Kashkari's remarks reflect growing pressure on the financial industry to provide more accounting for how the funds are being used. The Federal Deposit Insurance Corp. on Monday called on the banks it regulates to document how they are using the government funds to boost "prudent lending" and help at-risk borrowers avoid losing their homes to foreclosure.

Kashkari said banks might use the money to shore up their balance sheets in addition to lending, particularly if they are forced to write down the value of loans they carry on the books. Last year, major financial institutions such as Citigroup Inc., Merrill Lynch & Co. Inc. and Morgan Stanley booked billions of dollars of losses after mortgage-related securities they owned plunged in value.

While the Obama administration has said the financial rescue fund should be used to assist homeowners facing foreclosure and small businesses, Kashkari said the program "should be focused on the financial system."

"There is a huge demand" from banks for capital injections, he said. "The number of applications under review at the regulators is in the thousands ... and hundreds more have already been preapproved by Treasury."

One option under consideration would be to provide capital only to banks that have raised a similar amount from the private markets, Kashkari said. That would give the markets a role in determining which banks are worthy of receiving more money, he said.

The Treasury Department, meanwhile, said Tuesday that it has made $14.8 billion in new investments in 43 banks. That brings its total investments to $192 billion in 257 financial institutions.

The biggest transaction was $10 billion provided to Bank of America Corp. Those funds originally were slated for Merrill Lynch but went to Charlotte, N.C.-based Bank of America after its purchase of Merrill closed Jan. 1.

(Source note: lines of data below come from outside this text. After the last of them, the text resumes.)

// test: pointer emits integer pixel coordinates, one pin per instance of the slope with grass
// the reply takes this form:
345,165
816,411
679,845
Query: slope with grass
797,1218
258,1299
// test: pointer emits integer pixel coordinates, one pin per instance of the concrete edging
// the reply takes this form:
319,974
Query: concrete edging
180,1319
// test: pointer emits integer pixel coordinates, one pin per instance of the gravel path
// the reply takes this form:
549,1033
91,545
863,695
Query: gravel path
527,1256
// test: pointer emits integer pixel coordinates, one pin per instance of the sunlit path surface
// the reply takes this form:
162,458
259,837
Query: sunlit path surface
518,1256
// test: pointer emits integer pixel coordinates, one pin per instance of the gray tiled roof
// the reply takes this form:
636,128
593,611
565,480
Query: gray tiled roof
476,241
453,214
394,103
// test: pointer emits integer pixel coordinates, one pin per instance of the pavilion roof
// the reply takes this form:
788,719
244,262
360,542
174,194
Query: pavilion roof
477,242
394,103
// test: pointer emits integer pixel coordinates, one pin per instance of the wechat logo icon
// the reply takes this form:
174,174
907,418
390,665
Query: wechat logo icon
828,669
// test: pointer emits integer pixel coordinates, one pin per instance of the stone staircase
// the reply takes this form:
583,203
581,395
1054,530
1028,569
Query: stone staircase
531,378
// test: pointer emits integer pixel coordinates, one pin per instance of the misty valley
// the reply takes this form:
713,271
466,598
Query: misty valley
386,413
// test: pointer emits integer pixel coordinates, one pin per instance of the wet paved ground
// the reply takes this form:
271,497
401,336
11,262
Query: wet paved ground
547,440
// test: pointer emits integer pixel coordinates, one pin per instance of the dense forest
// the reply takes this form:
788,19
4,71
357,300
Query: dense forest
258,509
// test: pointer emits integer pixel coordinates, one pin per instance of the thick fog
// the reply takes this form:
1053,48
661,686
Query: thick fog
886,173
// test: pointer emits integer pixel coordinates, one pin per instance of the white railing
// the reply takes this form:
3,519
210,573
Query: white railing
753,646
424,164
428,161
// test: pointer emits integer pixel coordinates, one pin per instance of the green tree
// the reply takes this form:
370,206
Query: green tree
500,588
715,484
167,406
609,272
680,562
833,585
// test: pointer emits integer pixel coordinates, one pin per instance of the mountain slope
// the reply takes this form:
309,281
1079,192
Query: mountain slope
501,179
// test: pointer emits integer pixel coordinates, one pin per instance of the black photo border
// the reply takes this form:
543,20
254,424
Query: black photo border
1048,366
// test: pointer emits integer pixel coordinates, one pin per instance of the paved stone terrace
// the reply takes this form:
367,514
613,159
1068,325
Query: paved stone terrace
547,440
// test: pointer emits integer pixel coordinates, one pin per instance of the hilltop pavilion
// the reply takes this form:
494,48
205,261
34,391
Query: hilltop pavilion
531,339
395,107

The department also invested $3.39 billion in credit card issuer American Express Co., which first announced the transaction last month.

Other large beneficiaries were New York Private Bank & Trust Corp., which received $267.3 million, and FirstMerit Corp. in Akron, Ohio, which received $125 million.

The Treasury Department also has opened the program to about 3,000 small community banks that weren't previously eligible to participate, Kashkari said.

President George W. Bush, acting at the behest of Obama, on Monday asked Congress to release the second $350 billion of the rescue fund, known as the Troubled Asset Relief Program, or TARP.

Larry Summers, Obama's choice for National Economic Council director, sought to reassure lawmakers in a letter Monday that the new president will impose tougher restrictions and oversight on how the money is spent.

"The president-elect has directed his Treasury Department to monitor, measure and track what is happening to lending by recipients of our financial rescue assistance," Summers wrote in his letter.

The current administration already has committed more than the initial $350 billion of the rescue fund, using it to inject capital into banks with few strings attached and to bail out ailing financial companies considered too big to fail without further damage to the economy.

A $6 billion assistance package last month for General Motors Corp.'s financing arm, GMAC LLC, pushed Treasury's total commitments to nearly $355 billion and was possible only because a large amount of the committed money hasn't yet been spent.